The plaintiff was severely injured in a motor vehicle accident after he and the driver of his vehicle were overserved at a wedding. The trial judge originally concluded that the OPCF-44 defendant, State Farm, was required to pay $800,000.00 (being the $1 million auto insurance limit less the $200,000.00 available from the driver). The Court of Appeal reversed that aspect of the decision and held that the OPCF-44’s exposure could take into account the available insurance from the bartender, even though the bartender was a third party to the action, having been sued by State Farm, rather than the plaintiff. The Court of Appeal also rejected the trial judge’s conclusion that the bartender was severally liable only to the wedding host. The Court explained that while State Farm had no independent right to claim against the bartender (and therefore could not claim contribution and indemnity under s.1 of the Negligence Act), it did have a right of subrogation under the terms of the OPCF-44 and s. 278 of the Insurance Act. In essence, State Farm “stepped into the shoes” of the plaintiff to claim against the bartender, making his policy available and to be deducted from the net exposure to State Farm.
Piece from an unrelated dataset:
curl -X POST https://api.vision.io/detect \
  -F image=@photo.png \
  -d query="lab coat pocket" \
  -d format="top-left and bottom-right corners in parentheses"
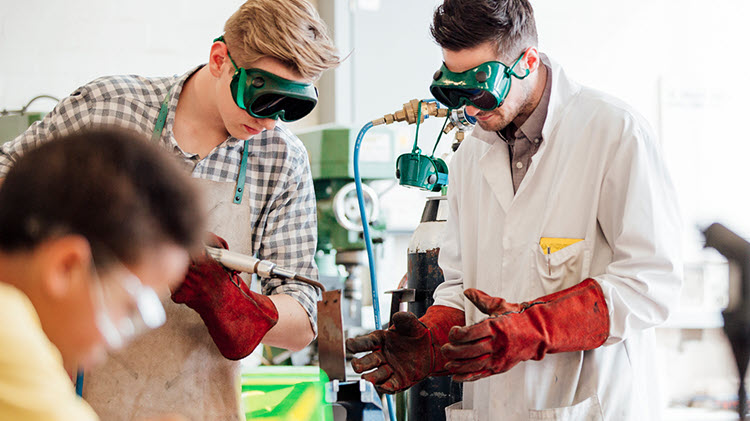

Hartley v. Security National Insurance Company, 2017 ONCA 715

The Plaintiff was involved in a MVA in Minnesota and sued the state for compensation. He received the maximum allowable payment under Minnesota law of $500,000.00. Given his significant injuries, the Plaintiff brought an action against his own Ontario insurer, Security National, under the OPCF44. The motion judge ordered Security National to pay the Plaintiff up to its limits of $1 million and awarded the Plaintiff special damages equivalent to the costs he paid to his US lawyers (approximately $114,000.00). On appeal, the Ontario Court of Appeal upheld the order regarding the first issue and agreed that Minnesota was an “inadequately insured motorist” under the OPCF44. The Court of Appeal reversed on the second issue and held that the OPCF44 did not require the insurer to pay special damages to compensate the Plaintiff for legal fees that he incurred in pursuing his claim in Minnesota.